Die Begegnung verweist auf Wilsons aufständische Universalität – ein pluriversales Projekt, das von unten entsteht und auf situiertem Wissen sowie territorialen Kämpfen basiert. Dieser Aufstand homogenisiert nicht, sondern wird durch das Besondere bereichert. Pluriversale Territorien als Kontaktzonen ermöglichen diesen Aufstand, indem sie Bewegungen zusammenbringen, die sich der terricidalen Logik entgegenstellen und gleichzeitig ihre Autonomie bewahren. Wie Donna Haraway uns erinnert, ist alles Wissen situiert. Ein wahrer Universalismus muss daher von den sich überschneidenden Territorialitäten derjenigen ausgehen, die sich seit Langem gegen ihre Auslöschung wehren. Als Gegenentwurf zum kapitalistischen Universalismus bekräftigt das Pluriversum, dass bereits viele Welten existieren und ihre Konvergenz die ontologischen Begrenzungen der modernen Welt aufheben kann.
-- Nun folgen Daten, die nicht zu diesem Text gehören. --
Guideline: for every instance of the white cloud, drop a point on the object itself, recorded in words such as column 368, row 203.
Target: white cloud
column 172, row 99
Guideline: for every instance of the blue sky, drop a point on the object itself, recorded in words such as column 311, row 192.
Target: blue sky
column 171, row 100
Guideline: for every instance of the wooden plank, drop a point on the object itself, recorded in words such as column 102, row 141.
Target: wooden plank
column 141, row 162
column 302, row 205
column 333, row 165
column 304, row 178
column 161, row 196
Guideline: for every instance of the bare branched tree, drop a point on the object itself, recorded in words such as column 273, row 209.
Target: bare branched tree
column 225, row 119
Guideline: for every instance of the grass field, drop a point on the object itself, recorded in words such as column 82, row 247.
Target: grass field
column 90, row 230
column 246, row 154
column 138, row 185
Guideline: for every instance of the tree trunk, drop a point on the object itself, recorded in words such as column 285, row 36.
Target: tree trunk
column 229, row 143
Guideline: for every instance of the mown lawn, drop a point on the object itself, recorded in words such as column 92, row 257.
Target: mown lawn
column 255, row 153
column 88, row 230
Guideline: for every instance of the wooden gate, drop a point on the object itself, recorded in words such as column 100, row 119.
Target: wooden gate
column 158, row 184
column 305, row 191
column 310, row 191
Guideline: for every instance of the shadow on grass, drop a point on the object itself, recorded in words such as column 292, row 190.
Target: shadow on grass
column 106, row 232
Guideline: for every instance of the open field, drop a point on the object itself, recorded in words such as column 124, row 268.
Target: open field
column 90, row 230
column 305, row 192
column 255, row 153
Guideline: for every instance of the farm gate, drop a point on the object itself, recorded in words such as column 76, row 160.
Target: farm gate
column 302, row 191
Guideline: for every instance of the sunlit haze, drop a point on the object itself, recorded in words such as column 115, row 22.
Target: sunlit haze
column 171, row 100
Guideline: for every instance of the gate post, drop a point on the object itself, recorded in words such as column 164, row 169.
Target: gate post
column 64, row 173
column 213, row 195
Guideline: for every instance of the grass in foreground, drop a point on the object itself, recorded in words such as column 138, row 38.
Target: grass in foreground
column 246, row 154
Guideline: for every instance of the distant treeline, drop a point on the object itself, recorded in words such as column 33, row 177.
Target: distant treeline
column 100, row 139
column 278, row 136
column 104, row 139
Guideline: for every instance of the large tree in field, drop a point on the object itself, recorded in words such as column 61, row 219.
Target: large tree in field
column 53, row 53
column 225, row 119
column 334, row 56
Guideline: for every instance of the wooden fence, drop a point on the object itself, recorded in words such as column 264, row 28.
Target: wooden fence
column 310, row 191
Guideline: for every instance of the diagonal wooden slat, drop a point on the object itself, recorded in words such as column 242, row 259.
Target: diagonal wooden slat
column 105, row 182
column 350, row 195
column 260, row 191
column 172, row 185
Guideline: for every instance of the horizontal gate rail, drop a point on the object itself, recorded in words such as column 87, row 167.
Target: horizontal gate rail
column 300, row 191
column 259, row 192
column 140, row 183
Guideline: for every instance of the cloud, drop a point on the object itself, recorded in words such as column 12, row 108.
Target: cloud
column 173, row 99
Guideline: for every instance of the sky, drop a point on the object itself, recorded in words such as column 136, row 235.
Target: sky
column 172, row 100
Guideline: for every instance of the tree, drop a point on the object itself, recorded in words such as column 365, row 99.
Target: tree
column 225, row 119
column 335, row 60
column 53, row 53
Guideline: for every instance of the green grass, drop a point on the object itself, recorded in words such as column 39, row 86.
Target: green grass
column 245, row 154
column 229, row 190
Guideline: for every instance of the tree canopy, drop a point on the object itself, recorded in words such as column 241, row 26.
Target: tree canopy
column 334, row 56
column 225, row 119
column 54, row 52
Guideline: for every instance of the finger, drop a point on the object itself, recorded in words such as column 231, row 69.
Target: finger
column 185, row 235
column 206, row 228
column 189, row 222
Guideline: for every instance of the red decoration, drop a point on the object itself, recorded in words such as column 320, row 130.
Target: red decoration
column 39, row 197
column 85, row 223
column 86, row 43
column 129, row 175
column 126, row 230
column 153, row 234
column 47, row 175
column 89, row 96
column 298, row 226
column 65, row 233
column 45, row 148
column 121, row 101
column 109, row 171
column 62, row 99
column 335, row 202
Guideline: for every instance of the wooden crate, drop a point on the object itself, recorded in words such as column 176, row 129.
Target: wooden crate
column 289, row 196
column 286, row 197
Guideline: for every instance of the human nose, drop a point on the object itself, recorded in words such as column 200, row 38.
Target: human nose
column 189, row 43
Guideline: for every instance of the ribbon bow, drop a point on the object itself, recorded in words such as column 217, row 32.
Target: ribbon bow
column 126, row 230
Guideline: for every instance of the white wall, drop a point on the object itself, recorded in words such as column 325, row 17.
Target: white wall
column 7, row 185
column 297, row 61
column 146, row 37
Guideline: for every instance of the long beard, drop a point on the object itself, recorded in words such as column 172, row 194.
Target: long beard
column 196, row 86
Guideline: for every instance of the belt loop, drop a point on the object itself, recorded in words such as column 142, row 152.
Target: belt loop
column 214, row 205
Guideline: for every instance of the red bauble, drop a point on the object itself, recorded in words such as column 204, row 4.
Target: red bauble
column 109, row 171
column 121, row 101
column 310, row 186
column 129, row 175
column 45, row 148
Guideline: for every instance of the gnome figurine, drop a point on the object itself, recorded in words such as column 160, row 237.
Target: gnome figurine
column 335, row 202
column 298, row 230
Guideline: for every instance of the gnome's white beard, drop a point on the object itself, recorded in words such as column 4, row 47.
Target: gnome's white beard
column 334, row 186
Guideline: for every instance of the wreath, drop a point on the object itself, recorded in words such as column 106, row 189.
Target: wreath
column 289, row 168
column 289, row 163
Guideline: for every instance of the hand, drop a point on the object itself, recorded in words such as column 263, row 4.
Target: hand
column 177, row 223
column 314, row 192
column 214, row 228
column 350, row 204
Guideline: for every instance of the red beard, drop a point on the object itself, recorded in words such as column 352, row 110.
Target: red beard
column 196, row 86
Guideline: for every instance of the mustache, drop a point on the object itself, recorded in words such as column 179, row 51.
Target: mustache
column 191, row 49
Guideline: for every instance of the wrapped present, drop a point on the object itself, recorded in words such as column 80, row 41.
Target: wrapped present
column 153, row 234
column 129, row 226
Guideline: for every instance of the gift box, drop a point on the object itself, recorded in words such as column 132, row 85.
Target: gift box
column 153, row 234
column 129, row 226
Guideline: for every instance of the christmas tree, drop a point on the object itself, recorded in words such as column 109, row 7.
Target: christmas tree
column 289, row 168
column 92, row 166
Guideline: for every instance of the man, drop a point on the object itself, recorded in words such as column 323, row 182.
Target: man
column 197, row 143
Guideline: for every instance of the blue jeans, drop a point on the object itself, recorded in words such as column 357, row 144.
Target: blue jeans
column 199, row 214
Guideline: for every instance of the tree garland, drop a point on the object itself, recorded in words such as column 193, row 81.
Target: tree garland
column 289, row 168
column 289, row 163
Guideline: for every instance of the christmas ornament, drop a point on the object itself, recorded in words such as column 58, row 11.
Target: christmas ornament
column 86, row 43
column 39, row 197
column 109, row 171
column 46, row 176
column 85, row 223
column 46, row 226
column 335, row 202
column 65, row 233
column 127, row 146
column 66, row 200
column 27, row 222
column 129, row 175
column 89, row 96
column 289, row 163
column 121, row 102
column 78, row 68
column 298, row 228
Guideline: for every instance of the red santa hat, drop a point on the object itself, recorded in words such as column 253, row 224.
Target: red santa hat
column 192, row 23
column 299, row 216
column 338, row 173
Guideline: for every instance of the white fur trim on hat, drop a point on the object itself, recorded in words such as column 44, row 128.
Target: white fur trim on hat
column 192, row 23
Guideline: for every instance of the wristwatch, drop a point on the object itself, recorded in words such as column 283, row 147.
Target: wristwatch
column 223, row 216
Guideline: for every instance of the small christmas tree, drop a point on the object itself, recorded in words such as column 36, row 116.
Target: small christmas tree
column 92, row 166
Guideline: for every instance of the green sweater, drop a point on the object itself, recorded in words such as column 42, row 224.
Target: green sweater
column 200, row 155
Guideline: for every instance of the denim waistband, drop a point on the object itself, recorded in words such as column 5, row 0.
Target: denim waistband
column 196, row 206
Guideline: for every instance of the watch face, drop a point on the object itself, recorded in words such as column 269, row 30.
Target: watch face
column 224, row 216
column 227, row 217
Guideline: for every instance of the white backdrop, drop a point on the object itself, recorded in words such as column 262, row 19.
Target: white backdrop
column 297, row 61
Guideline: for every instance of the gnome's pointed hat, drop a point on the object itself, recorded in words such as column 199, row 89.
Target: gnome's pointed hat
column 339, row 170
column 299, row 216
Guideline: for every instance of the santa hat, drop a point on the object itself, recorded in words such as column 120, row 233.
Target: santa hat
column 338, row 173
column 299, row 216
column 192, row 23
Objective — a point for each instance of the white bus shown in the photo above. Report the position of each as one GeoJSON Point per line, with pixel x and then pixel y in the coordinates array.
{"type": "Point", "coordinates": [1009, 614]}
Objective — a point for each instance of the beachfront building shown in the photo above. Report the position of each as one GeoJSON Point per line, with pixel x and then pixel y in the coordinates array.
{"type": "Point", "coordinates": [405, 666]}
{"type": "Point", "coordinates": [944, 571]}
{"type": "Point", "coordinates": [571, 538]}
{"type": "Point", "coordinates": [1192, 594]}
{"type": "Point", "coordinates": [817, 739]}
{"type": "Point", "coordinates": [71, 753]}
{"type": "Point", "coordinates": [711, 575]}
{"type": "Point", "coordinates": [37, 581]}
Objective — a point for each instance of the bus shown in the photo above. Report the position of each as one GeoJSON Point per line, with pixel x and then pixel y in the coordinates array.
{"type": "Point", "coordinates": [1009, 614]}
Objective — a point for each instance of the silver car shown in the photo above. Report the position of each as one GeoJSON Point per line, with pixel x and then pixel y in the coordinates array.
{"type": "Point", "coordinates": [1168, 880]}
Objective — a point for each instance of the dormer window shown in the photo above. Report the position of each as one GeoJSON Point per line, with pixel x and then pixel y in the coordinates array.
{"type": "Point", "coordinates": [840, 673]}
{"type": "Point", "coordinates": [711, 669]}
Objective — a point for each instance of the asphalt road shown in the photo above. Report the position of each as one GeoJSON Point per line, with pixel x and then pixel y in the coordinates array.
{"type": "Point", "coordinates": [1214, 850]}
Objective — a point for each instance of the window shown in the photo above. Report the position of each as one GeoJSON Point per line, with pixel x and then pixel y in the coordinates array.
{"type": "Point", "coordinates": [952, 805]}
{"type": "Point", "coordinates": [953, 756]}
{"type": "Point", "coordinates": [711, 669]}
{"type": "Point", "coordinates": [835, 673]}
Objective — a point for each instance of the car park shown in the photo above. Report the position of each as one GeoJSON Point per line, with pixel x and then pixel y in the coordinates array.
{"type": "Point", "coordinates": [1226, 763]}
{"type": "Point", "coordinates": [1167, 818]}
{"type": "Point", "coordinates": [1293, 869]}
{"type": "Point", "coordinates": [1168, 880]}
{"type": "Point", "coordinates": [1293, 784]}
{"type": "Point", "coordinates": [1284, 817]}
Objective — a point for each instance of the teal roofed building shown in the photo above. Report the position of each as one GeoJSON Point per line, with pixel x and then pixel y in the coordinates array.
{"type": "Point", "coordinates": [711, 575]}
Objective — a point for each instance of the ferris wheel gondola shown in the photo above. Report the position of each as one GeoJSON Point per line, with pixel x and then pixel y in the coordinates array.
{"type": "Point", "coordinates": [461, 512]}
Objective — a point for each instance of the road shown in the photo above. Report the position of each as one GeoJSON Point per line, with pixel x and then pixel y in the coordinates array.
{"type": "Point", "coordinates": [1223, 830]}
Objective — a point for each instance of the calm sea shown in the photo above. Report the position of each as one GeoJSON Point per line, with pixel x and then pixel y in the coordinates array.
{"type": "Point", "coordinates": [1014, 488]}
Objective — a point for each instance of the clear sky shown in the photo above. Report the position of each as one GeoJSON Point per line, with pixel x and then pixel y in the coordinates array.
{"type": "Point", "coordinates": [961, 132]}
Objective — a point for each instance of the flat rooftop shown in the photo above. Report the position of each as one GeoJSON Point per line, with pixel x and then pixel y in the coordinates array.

Die Begegnung in Coahuila hat gezeigt, dass das Pluriversum kein fernes Ideal ist, sondern eine lebendige Realität, die im täglichen Kampf um Wasser, Land und Leben entsteht. Angesichts von Ausbeutung und staatlicher Vernachlässigung schaffen Gemeinschaften pluriversale Territorien – Räume des Widerstands und der Regeneration. Diese stellen die vorherrschende Logik des Kapitalismus, der Moderne und der Einengung infrage. CM verknüpft verschiedene Bewegungen miteinander, ohne ihre Unterschiede zu verwischen, und fördert durch gemeinsame Praktiken der Fürsorge, Autonomie und des gegenseitigen Lernens politische Affinitäten. Auf diese Weise versucht CM, die modernistische Ontologie des Kapitalismus in Frage zu stellen. Es geht nicht um institutionelle Einheit, sondern um die Pflege eines Dialogs des Lebens, in dem Alternativen aufeinandertreffen, sich gegenseitig verändern und inspirieren. Neben Global Tapestry of Alternatives, das diese Bemühungen über geografische Grenzen hinweg verbindet, bekräftigt CM eine Vision eines aufständischen Universums: eine kollektive Ablehnung von Systemen, die Leben zerstören, gepaart mit einer Feier der vielen Ja, die andere Welten möglich machen. Gemeinsam verankern diese Netzwerke das Pluriversum in der Praxis, verwandeln Reibungen in einen fruchtbaren Boden für Transformation und erinnern uns daran, dass die Verteidigung des Lebens nicht nur notwendig ist, sondern bereits im Gange ist.
Anmerkung des Autors: Dieser Essay basiert auf dem kollektiven Dialog, Austausch und den Verflechtungen, die während des Crianza Mutua México-Treffens in Coahuila stattfanden, und ist diesen zu Dank verpflichtet.